12

What I had to do had to be done at night.

So I waited.

And waited.

When the sun was down an hour, two, I was still waiting. Still thinking. I’d talked to Tommy, but I hadn’t told him what Louie told me. I was saving that until I was sure. I had to be sure this time. Tommy told me that Mikey Ryan had been undercover, following around bagmen who ran money for the Italians. The money was from gambling, prostitution, extortion. He was mapping out their haunts, their routes, how often they came and went. All in advance of a big raid by vice.

But now he was dead.

How did that factor in? I wasn’t sure just yet. I laid there in my rack, listening to the clock tick, traffic on the street below. I smoked and watched the neon from the bar downstairs light up my room, latticing me with sharp shadows.

That’s when I heard my door open.

Feet went pounding away. Very casually, I went for my. 45 on the nightstand. I didn’t know what to expect. The lights were off. Carefully, I turned the gooseneck lamp on the stand so when I clicked it on it would illuminate the intruder, temporarily blinding him. It would give me the edge.

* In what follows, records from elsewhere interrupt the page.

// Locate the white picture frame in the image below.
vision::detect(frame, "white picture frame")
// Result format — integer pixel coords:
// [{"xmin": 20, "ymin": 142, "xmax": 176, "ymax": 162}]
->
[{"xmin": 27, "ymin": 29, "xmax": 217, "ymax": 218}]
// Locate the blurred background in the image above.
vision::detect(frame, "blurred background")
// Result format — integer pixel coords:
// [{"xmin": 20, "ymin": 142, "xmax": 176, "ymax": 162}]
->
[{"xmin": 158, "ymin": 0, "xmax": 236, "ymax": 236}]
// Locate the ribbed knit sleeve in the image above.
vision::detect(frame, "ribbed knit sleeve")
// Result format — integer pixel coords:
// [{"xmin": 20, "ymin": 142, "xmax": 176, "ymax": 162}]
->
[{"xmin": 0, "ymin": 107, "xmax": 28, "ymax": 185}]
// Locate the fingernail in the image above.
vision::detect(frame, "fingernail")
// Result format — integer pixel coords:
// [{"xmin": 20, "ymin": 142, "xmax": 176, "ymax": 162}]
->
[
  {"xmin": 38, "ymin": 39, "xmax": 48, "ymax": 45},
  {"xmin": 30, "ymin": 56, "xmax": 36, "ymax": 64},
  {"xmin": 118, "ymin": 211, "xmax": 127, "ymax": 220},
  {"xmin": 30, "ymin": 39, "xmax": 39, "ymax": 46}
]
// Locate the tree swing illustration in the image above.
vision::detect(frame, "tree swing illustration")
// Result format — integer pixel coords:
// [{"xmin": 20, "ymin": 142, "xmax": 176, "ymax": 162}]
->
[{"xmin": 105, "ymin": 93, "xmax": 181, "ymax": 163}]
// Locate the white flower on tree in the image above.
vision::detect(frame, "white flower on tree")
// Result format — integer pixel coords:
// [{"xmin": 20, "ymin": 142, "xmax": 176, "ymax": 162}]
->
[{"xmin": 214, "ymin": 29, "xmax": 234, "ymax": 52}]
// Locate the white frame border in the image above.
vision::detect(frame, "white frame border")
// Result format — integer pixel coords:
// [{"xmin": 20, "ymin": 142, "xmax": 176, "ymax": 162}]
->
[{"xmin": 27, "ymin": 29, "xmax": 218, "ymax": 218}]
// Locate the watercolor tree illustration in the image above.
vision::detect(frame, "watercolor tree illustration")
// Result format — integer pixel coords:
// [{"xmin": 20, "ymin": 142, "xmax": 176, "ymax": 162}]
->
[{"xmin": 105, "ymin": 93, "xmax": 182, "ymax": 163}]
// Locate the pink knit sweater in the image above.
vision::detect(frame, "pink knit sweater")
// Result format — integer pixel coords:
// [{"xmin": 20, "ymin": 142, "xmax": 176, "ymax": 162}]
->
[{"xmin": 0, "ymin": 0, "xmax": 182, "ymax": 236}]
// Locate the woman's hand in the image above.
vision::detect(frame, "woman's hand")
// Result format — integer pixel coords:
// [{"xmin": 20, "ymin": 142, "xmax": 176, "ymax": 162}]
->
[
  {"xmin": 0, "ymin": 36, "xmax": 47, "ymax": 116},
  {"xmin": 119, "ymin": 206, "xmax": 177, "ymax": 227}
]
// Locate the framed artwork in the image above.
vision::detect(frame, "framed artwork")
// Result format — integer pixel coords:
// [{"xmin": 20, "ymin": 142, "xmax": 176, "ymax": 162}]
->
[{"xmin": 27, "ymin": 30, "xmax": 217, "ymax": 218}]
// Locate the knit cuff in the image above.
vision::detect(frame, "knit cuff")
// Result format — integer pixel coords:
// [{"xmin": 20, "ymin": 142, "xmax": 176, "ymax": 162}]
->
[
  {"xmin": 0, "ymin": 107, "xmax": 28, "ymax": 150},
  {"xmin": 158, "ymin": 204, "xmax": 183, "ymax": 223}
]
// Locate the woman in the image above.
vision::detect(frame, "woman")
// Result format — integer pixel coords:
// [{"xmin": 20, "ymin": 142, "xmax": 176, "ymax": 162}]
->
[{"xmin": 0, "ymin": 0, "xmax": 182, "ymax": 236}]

Breath locked up tight in my lungs, I waited. A trickle of sweat ran down one temple like ants to a picnic. My finger was hot and damp against the trigger of my Browning. I caught a whiff of something sharp and pungent like spices, like age. I could hear the intruder moving through my living room, approaching my bedroom door.

The door swung in.

I saw a shadow…filmy, almost transparent.

I clicked on the light. And it could’ve been a lot of people standing there, arms outstretched. I could’ve given you a grocery list of sorry bastards who wanted me dead. But I never would have guessed this.

Helen was standing there.

Dead these two years, but shuffling forward all the same. She was a mummy. Nothing more. I still recognized the diamond choker around her withered throat. She was naked and her flesh was papery, shriveled, it clung to the skeleton beneath like wet decoupage. Except it wasn’t wet, but dry and rubbed with spices to keep it from crumbling away entirely. As she drifted towards me, stick arms extended and twig fingers clutching, she seemed to be disintegrating, flaking away. Motes of her danced in the shaft of light from the lamp.

Her skull-face attempted a grin but it was the grin of mortuaries and death houses, the grin of something long-buried beneath shifting Egyptian sands. Eyeless, her fine nose collapsed into the nasal channel of her skull, her teeth gone black, she attempted speech…but her vocal cords had long ago succumbed to worm and dust. What came out was a dry and hideous croaking.

My insides gone to sauce, funeral bells gonging in the drum of my skull, I sat forward and, letting out a piercing shriek, I put two slugs in her head. She folded up like a house of cards, shattering into dust and pitted bone and rags as she struck the floor.

My brain full of her stink, my mind full of an insane screeching, I fell next to her, sobbing.

This was their latest game.

But it hadn’t scared me off; it only made things personal.